Hellcab in Chicago

There's this taxicab driver in Chicago, you see, and today is Christmas Eve. From this simple premise, Will Kern forged a play (originally titled Hellcab Does Christmas, but soon re-christened just Hellcab) that appeared year-round from 1992 to 2002 under the auspices of the legendary Famous Door Company. The 1997 film version allowed audiences worldwide to follow the humble hackie on his odyssey through a bewildering urban underworld, but in 2012, Kern's vehicle-for-hire returned home to become Profiles Theatre's annual holiday gift to its mother city.

Though its setting remains 1992, the roster of passengers depicted over the course of the single day spanned in the narrative—a list encompassing druggies and amen-snorters, sweethearts and predators, the meek and the arrogant—makes for a wide range of humanity. After Profiles' decision to cast a different actor as each character, the possibilities were expanded. Without altering a word of the text, scenes in the current incarnation bend gender and color boundaries, as well as feature disabled, or elderly, or recognizably gay citizens in prominent roles—even a fifteen-second solo by a wayward Christkindlemarket musician adds to the diversity of the landscape traversed by the wide-eyed knight errant piloting his faltering automotive steed.

Some of the changes from the original staging are the playwright's—the addition of a blind cane-carrying customer, for example, later conflated with a jaded street-Santa—but most reflect the choices of the individual artists. A male cross-dresser rebuffs her abusive boyfriend. A white-haired crone goes on a holiday toot in Uptown. A trio of cokeheads togged out in high-goth drag look for fresh supplies. An expensively-garbed male attorney extends an invitation for a quickie.

How do thirty-three—that's almost enough players for two simultaneous baseball games-go about re-assembling this 90-minute live-action jigsaw puzzle every year? Shrugs director Eric Burgher, "I might have some of my own ideas going in, but it always starts with finding good actors—we auditioned nearly a hundred and twenty actors this year-and then giving them the space to listen, and move, and discover things at their own pace. As we get closer to opening, we tighten it up a little, but there's usually no more than an eight-minute difference from first run-through to opening night."

The dialogue hints that the driver is a young man, with family in the industrial city of Rockford, just west of Chicago. The 2012 revival presented us with a Russian immigrant. For the next two years, Paul Dillon and Richard Cotovsky, veterans of the original Famous Door production, revealed drivers wearied by lives spent behind the wheel. This year's driver, by contrast, is portrayed by the youthful multi-lingual Bulgarian-born actor Zlatomir Moldovanski.
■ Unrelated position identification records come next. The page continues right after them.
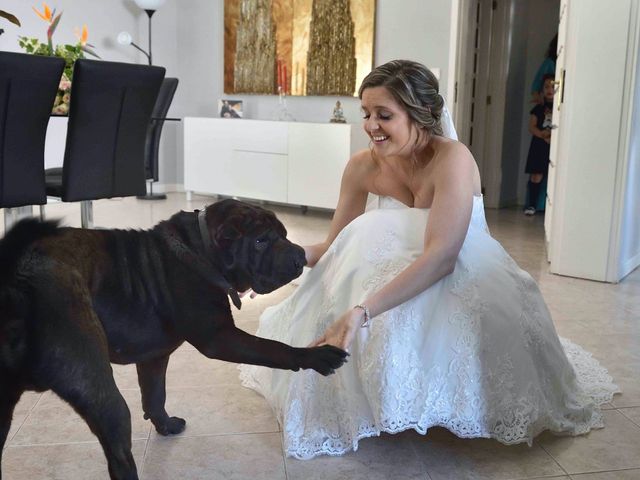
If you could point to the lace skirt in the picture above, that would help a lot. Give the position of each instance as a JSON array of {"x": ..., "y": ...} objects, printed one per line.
[{"x": 476, "y": 353}]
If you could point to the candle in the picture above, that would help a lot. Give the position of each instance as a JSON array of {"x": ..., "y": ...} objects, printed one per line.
[
  {"x": 279, "y": 75},
  {"x": 284, "y": 78}
]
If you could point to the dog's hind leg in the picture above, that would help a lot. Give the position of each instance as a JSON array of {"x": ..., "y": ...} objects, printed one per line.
[
  {"x": 151, "y": 378},
  {"x": 93, "y": 394},
  {"x": 73, "y": 361}
]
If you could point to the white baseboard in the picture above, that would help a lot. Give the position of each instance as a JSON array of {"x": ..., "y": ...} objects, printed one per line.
[
  {"x": 629, "y": 266},
  {"x": 166, "y": 187}
]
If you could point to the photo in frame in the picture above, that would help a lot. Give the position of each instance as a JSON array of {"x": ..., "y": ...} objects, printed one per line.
[
  {"x": 230, "y": 108},
  {"x": 297, "y": 47}
]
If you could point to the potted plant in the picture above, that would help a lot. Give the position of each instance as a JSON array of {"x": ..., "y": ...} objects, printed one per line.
[{"x": 70, "y": 53}]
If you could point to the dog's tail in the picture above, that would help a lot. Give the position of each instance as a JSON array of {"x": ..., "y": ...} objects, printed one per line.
[{"x": 14, "y": 302}]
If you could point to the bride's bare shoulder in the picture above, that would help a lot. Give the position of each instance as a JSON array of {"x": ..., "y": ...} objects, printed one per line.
[{"x": 361, "y": 163}]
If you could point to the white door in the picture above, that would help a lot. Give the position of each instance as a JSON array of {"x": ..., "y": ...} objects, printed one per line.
[
  {"x": 555, "y": 153},
  {"x": 480, "y": 86},
  {"x": 472, "y": 97}
]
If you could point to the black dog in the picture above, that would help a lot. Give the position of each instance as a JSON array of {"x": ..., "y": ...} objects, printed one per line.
[{"x": 72, "y": 300}]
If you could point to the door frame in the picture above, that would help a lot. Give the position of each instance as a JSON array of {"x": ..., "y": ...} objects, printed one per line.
[{"x": 498, "y": 50}]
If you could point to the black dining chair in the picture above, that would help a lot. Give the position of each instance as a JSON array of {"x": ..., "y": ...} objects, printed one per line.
[
  {"x": 109, "y": 114},
  {"x": 28, "y": 87},
  {"x": 152, "y": 146}
]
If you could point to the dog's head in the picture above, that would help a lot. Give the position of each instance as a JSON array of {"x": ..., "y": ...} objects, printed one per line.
[{"x": 253, "y": 247}]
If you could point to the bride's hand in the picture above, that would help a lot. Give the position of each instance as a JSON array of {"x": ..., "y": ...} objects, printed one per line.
[{"x": 342, "y": 332}]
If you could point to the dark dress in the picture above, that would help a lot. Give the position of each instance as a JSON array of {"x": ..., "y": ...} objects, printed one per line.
[{"x": 538, "y": 157}]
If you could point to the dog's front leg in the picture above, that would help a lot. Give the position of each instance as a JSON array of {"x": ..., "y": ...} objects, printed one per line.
[
  {"x": 151, "y": 378},
  {"x": 234, "y": 345}
]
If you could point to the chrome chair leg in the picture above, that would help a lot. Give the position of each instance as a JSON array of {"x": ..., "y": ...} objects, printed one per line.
[
  {"x": 86, "y": 213},
  {"x": 14, "y": 215}
]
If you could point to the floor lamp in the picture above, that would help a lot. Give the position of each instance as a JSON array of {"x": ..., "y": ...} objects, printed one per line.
[{"x": 124, "y": 38}]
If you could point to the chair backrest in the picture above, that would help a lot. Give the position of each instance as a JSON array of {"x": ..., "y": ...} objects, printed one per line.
[
  {"x": 152, "y": 147},
  {"x": 109, "y": 114},
  {"x": 28, "y": 87}
]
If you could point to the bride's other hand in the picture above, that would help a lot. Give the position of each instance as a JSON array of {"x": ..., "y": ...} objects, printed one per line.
[{"x": 342, "y": 332}]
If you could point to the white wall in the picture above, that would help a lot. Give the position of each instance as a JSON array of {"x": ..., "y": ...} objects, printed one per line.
[
  {"x": 188, "y": 38},
  {"x": 629, "y": 256}
]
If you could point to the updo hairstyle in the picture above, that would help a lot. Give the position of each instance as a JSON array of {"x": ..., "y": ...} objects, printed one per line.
[{"x": 414, "y": 87}]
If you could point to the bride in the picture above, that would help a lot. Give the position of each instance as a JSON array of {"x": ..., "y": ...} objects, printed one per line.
[{"x": 442, "y": 326}]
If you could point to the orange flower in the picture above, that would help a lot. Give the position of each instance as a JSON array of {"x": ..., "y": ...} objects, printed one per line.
[
  {"x": 82, "y": 36},
  {"x": 47, "y": 14}
]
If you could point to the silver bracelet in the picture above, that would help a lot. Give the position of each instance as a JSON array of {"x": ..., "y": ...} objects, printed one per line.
[{"x": 367, "y": 315}]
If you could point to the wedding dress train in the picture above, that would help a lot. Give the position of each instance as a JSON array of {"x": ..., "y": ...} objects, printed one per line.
[{"x": 476, "y": 353}]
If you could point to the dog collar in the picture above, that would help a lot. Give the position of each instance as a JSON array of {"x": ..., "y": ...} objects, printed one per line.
[{"x": 208, "y": 246}]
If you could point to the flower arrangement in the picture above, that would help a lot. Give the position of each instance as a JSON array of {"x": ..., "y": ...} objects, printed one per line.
[{"x": 70, "y": 53}]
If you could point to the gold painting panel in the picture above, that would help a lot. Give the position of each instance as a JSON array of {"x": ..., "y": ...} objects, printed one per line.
[{"x": 297, "y": 47}]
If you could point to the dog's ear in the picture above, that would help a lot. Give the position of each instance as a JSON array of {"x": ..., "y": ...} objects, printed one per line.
[
  {"x": 224, "y": 237},
  {"x": 226, "y": 234}
]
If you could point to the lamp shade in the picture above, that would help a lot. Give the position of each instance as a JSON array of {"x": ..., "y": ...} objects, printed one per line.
[
  {"x": 124, "y": 38},
  {"x": 149, "y": 4}
]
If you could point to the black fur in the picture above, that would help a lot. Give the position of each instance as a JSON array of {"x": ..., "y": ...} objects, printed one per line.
[{"x": 73, "y": 300}]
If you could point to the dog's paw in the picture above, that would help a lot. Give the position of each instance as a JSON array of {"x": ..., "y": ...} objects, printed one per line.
[
  {"x": 171, "y": 426},
  {"x": 325, "y": 359}
]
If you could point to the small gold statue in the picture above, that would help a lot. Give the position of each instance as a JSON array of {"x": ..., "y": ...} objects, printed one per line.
[{"x": 338, "y": 115}]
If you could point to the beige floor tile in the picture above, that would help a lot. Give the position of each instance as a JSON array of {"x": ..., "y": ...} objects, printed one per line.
[
  {"x": 614, "y": 447},
  {"x": 73, "y": 461},
  {"x": 54, "y": 421},
  {"x": 378, "y": 458},
  {"x": 222, "y": 457},
  {"x": 632, "y": 414},
  {"x": 222, "y": 409},
  {"x": 447, "y": 457},
  {"x": 26, "y": 404},
  {"x": 615, "y": 475}
]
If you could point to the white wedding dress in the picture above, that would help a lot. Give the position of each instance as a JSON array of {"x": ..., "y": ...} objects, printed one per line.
[{"x": 476, "y": 353}]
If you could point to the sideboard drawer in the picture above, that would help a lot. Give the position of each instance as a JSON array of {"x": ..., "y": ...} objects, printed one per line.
[
  {"x": 254, "y": 175},
  {"x": 259, "y": 136}
]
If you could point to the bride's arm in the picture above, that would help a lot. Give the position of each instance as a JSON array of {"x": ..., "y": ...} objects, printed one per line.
[
  {"x": 446, "y": 230},
  {"x": 351, "y": 203}
]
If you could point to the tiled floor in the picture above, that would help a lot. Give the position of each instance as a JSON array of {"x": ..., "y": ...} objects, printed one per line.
[{"x": 232, "y": 434}]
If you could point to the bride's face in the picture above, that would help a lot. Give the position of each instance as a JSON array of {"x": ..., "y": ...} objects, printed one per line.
[{"x": 387, "y": 123}]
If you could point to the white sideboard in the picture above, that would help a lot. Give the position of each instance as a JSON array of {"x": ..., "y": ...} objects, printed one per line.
[{"x": 287, "y": 162}]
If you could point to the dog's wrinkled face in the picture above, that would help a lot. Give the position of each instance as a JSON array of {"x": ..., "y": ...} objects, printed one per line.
[{"x": 254, "y": 247}]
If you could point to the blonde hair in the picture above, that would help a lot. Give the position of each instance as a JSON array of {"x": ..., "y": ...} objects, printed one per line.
[{"x": 414, "y": 87}]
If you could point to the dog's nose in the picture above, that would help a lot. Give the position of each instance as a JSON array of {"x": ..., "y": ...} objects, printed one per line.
[{"x": 300, "y": 260}]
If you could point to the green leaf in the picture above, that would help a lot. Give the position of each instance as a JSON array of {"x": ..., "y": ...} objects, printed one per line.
[
  {"x": 85, "y": 48},
  {"x": 54, "y": 25},
  {"x": 11, "y": 18}
]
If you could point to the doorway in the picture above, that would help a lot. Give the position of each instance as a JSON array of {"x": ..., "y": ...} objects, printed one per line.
[{"x": 500, "y": 45}]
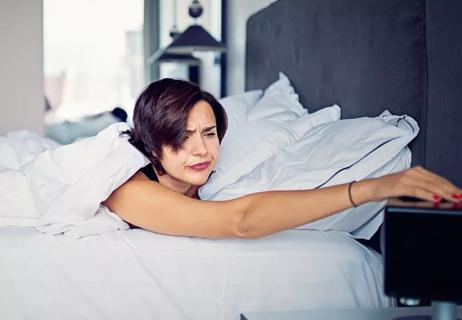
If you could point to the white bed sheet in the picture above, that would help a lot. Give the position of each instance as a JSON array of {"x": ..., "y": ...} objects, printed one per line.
[{"x": 137, "y": 274}]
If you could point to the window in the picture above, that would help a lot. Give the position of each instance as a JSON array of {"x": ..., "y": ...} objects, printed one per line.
[{"x": 93, "y": 56}]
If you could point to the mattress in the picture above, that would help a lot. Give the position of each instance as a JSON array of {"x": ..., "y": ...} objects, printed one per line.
[{"x": 142, "y": 275}]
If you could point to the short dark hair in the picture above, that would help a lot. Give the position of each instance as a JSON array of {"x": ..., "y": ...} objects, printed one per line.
[{"x": 161, "y": 114}]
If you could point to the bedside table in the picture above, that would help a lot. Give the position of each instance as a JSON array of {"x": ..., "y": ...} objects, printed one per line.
[{"x": 342, "y": 314}]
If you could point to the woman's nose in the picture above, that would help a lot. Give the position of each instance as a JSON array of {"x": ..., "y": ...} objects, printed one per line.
[{"x": 199, "y": 147}]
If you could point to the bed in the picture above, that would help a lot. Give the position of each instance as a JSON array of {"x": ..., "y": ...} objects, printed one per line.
[{"x": 333, "y": 52}]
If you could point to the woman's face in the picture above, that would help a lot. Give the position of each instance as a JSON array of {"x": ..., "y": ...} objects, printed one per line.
[{"x": 193, "y": 163}]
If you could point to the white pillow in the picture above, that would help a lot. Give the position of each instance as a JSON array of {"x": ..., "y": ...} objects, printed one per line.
[
  {"x": 237, "y": 106},
  {"x": 334, "y": 153},
  {"x": 279, "y": 102},
  {"x": 254, "y": 142}
]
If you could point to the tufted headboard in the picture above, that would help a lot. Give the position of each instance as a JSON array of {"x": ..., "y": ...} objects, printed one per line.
[{"x": 367, "y": 56}]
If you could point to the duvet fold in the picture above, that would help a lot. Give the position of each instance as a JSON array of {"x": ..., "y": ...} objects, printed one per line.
[{"x": 59, "y": 189}]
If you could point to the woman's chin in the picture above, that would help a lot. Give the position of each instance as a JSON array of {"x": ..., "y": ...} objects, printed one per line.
[{"x": 198, "y": 179}]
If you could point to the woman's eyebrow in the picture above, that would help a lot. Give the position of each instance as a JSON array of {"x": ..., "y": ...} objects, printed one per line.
[{"x": 203, "y": 130}]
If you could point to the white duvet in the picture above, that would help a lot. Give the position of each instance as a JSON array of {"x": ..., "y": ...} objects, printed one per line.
[
  {"x": 58, "y": 189},
  {"x": 140, "y": 275}
]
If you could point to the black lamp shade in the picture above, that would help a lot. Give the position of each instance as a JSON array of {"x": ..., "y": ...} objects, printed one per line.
[
  {"x": 162, "y": 56},
  {"x": 195, "y": 38}
]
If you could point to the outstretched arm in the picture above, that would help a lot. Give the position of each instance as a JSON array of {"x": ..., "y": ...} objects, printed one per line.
[{"x": 153, "y": 207}]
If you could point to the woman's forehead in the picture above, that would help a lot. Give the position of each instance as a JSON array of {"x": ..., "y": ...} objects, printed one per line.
[{"x": 201, "y": 115}]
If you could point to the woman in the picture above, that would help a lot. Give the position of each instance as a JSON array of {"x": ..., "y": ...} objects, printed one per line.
[{"x": 179, "y": 128}]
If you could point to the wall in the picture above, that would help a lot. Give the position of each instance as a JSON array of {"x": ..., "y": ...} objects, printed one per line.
[
  {"x": 237, "y": 13},
  {"x": 21, "y": 75}
]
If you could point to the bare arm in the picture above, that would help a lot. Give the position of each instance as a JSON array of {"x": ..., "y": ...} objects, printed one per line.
[{"x": 153, "y": 207}]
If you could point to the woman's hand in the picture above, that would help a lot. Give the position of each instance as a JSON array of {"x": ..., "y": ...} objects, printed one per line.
[{"x": 415, "y": 182}]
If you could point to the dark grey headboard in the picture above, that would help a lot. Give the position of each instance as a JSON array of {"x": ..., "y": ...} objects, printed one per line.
[{"x": 367, "y": 56}]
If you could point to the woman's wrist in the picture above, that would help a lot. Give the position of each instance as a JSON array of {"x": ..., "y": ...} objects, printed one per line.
[{"x": 362, "y": 191}]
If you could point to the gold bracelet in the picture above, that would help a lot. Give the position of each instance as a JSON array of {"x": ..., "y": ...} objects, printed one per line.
[{"x": 349, "y": 193}]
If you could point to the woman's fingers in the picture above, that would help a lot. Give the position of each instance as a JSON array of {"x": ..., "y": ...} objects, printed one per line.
[{"x": 432, "y": 187}]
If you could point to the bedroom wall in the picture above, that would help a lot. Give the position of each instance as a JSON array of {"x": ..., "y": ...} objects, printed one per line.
[
  {"x": 21, "y": 75},
  {"x": 237, "y": 13}
]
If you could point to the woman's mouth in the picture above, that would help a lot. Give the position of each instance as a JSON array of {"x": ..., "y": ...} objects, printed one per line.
[{"x": 200, "y": 166}]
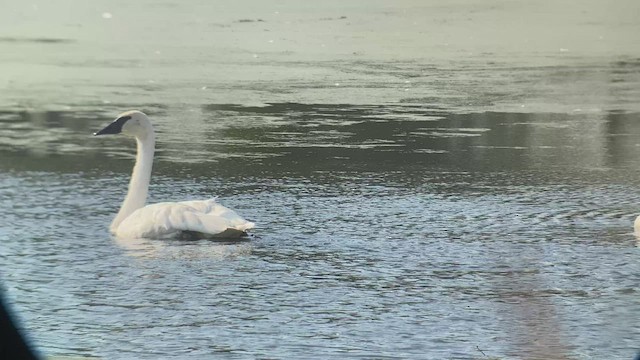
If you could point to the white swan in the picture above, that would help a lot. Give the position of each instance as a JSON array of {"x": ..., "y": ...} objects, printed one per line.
[{"x": 199, "y": 218}]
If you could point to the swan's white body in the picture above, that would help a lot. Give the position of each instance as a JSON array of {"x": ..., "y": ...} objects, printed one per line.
[{"x": 198, "y": 218}]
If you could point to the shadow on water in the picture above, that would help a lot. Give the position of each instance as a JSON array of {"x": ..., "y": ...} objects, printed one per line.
[
  {"x": 359, "y": 199},
  {"x": 304, "y": 138}
]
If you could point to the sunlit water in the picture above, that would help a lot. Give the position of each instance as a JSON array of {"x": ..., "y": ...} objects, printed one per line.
[{"x": 405, "y": 208}]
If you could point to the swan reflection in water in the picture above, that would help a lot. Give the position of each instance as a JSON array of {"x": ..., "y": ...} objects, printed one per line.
[{"x": 178, "y": 249}]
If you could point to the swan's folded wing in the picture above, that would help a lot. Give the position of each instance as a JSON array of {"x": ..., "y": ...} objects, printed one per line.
[{"x": 168, "y": 219}]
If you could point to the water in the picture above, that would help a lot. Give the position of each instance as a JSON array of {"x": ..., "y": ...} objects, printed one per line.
[{"x": 447, "y": 189}]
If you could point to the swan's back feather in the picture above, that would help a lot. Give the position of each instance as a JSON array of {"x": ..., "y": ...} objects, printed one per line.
[{"x": 172, "y": 219}]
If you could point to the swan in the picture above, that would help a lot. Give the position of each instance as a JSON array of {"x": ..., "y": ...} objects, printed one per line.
[{"x": 166, "y": 220}]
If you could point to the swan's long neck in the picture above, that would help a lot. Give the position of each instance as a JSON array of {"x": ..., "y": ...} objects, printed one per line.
[{"x": 139, "y": 184}]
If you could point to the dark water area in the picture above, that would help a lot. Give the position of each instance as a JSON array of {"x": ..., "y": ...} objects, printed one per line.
[{"x": 425, "y": 183}]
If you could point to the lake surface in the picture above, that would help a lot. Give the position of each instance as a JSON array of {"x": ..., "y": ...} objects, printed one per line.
[{"x": 428, "y": 181}]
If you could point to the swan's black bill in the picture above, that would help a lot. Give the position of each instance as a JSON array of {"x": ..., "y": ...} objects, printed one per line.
[{"x": 113, "y": 128}]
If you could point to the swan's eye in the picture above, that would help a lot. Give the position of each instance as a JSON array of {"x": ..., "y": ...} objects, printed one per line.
[{"x": 115, "y": 127}]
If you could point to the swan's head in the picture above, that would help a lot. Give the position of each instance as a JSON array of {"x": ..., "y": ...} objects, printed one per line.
[{"x": 132, "y": 123}]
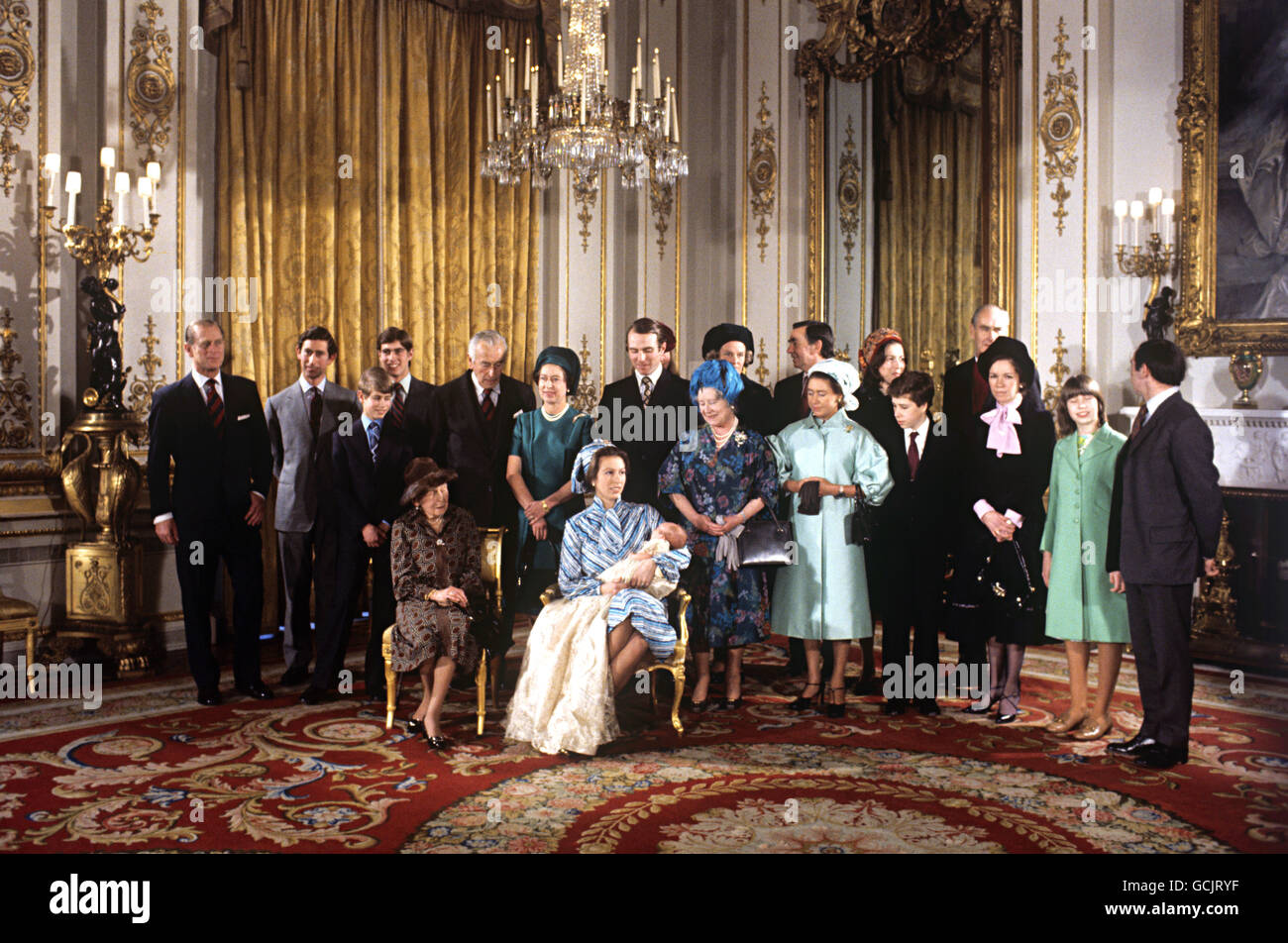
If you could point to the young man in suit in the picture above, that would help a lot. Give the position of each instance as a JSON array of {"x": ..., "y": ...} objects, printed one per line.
[
  {"x": 299, "y": 419},
  {"x": 412, "y": 397},
  {"x": 473, "y": 420},
  {"x": 911, "y": 543},
  {"x": 1164, "y": 519},
  {"x": 368, "y": 468},
  {"x": 211, "y": 424},
  {"x": 649, "y": 388},
  {"x": 809, "y": 343}
]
"Yes, he's from a foreign country, and you can even hear a slight accent," Burgher concedes, "but that's not as important to understanding the driver's personality as the sense of his being an outsider. It's such a struggle for him to connect with the people he sees for this painfully short time, but he still tries hard. Zlatomir brings a vulnerability to the character, so that we really care about him. That's what led me to cast him."

Burgher denies keeping records of which moments succeed better than others, "Every year we set out fresh from square one. Our sole purpose is to tell the best story we are capable of creating as a group. Our audiences always respond differently, whether from year to year, or from night to night—and I love it that they do."

Hellcab runs at Profiles Main Stage to January 10.